In the early 1960s, the Supreme Court adopted generous standards governing federal habeas petitions by state prisoners. At that time, the Court suggested, rather surprisingly, that its solicitude toward such petitions might be constitutionally mandated by the Suspension Clause, the only provision in the Constitution that explicitly refers to the "Writ of Habeas Corpus." Now, thirty years later, the Court has essentially overruled those expansive rulings, and Congress has considered, though not yet enacted, further limitations on the availability of the writ. Despite these significant assaults on the habeas forum, the constitutional argument appears to have been entirely abandoned. The liberal minority on the Court has not mentioned the Suspension Clause in over a decade, and legislative as well as academic supporters of habeas have scarcely alluded to the Constitution as a bulwark against the writ's further demise.

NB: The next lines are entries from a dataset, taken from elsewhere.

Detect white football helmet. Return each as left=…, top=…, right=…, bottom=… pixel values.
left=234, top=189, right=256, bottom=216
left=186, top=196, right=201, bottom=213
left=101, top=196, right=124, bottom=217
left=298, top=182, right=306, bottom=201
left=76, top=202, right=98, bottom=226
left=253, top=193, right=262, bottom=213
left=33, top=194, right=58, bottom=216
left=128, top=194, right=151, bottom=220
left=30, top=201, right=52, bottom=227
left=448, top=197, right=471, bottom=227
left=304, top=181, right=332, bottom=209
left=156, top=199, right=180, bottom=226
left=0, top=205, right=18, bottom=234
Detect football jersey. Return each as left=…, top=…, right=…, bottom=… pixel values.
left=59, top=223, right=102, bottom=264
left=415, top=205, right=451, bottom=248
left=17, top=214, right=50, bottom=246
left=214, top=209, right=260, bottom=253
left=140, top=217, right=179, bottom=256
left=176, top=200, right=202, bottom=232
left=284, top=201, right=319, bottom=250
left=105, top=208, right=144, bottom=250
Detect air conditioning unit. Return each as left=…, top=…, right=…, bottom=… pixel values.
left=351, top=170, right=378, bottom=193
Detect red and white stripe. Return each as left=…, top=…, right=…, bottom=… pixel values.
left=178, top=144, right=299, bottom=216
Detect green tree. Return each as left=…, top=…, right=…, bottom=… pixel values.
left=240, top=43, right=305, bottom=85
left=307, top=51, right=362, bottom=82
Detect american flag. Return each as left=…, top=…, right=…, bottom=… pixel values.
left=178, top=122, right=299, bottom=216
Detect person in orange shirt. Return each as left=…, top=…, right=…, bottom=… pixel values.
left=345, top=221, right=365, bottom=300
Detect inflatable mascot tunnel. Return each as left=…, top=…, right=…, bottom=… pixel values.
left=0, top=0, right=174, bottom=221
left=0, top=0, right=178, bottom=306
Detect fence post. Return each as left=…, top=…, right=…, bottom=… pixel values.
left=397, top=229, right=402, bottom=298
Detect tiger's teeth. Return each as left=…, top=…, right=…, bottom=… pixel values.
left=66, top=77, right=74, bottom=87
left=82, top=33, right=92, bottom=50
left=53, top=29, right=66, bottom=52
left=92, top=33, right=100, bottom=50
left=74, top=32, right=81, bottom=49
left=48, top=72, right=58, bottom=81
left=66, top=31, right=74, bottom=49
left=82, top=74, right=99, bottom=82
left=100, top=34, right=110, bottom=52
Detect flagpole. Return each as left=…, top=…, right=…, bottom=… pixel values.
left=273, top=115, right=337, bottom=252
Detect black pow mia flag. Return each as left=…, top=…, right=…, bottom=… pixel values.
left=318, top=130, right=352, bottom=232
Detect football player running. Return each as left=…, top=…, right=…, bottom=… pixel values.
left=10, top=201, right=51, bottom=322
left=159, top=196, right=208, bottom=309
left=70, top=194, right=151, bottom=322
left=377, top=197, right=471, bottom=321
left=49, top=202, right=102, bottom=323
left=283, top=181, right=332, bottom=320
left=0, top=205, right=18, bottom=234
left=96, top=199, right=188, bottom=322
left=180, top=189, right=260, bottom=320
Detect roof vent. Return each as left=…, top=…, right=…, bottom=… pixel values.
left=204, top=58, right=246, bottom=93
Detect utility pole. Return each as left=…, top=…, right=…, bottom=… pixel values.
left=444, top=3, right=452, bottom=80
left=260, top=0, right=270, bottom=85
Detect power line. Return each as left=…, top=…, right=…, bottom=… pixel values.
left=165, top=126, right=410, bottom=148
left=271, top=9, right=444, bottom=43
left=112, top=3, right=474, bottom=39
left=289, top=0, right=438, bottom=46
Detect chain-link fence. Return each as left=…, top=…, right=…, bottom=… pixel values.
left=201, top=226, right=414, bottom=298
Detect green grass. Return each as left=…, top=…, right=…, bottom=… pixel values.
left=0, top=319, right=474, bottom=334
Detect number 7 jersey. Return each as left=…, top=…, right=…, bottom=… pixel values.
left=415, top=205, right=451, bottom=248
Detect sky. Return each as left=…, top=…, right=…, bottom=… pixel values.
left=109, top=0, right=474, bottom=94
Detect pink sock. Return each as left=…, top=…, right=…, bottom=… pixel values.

The question, then, is whether the constitutional claim that surfaced briefly to support the writ's unparalleled expansion during the 1960s is as much of an embarrassment as its total disappearance would suggest. I will argue that the claim is far from an embarrassment and, indeed, draws support from a variety of familiar forms of constitutional argument, including history, text, doctrine, and structure. Before elaborating the affirmative case, though, I will set forth the "doubts" that most likely account for the absence of any sustained effort to defend a constitutional right to federal habeas for state prisoners.